CHAPTER 3: The Constructive Episodic-Semantic Memory System (Draft available on request)
What is the nature of semantic memory? Philosophers and cognitive scientists have long held that semantic memory stores invariant knowledge structures, such as the year of Lincoln’s assassination, or the currency used in France. The received view distinguishes semantic memory from episodic memory, which is thought to encode incidents particular to one’s life, such as the kind of cake you ate at your twelfth birthday or the location where you honey-mooned. In this paper, I argue that this distinction is illusory. In particular, I argue that the neural mechanisms that realize episodic and semantic representations grade into one another, exhibiting the metaphysical phenomenon of transitional gradation. I then motivate the consensus view regarding the constructive nature of episodic memory. That view says that episodic memory stores “traces”, as opposed to the entirety of an event. At retrieval, the trace recruits various sensorimotor, affective, and spatial representations to reconstruct the target event as faithfully as possible. If it is true that episodic and semantic memory systems grade into one another, and it is true that episodic memory is constructive, then we have good reason to think that semantic memory is constructive too. I close the paper by providing independent evidence that semantic memory is constructive, and developing a proof of concept for the view on offer.

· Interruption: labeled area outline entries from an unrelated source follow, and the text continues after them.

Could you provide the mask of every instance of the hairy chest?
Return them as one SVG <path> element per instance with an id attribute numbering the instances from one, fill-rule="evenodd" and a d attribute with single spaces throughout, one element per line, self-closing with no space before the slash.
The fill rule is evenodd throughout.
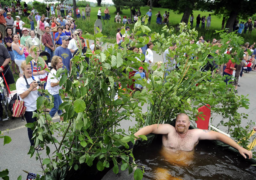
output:
<path id="1" fill-rule="evenodd" d="M 192 133 L 181 138 L 177 133 L 163 135 L 163 144 L 166 147 L 173 150 L 190 151 L 198 143 L 197 138 Z"/>

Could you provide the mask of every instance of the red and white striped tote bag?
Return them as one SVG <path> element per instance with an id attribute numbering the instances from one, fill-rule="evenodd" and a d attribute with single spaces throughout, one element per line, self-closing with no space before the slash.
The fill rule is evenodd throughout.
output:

(Selected) Works in Progress
“Are Concepts Stored in a Symbolic Format?” (3000 words)
I argue that the inference (popular among Language of Thought theorists) from the observation that thought is compositional to the conclusion that concepts are stored in a symbolic format is not valid by appealing to a distinction between the storage and deployment of concepts. (Draft available on request).
“What’s That Smell I Remember So Well?” (3000 words)
I argue that olfactory representations are high-dimensional, getting compressed through interfacing with language while remaining potent cues for episodic memory.
A paper on aphasia and machine learning.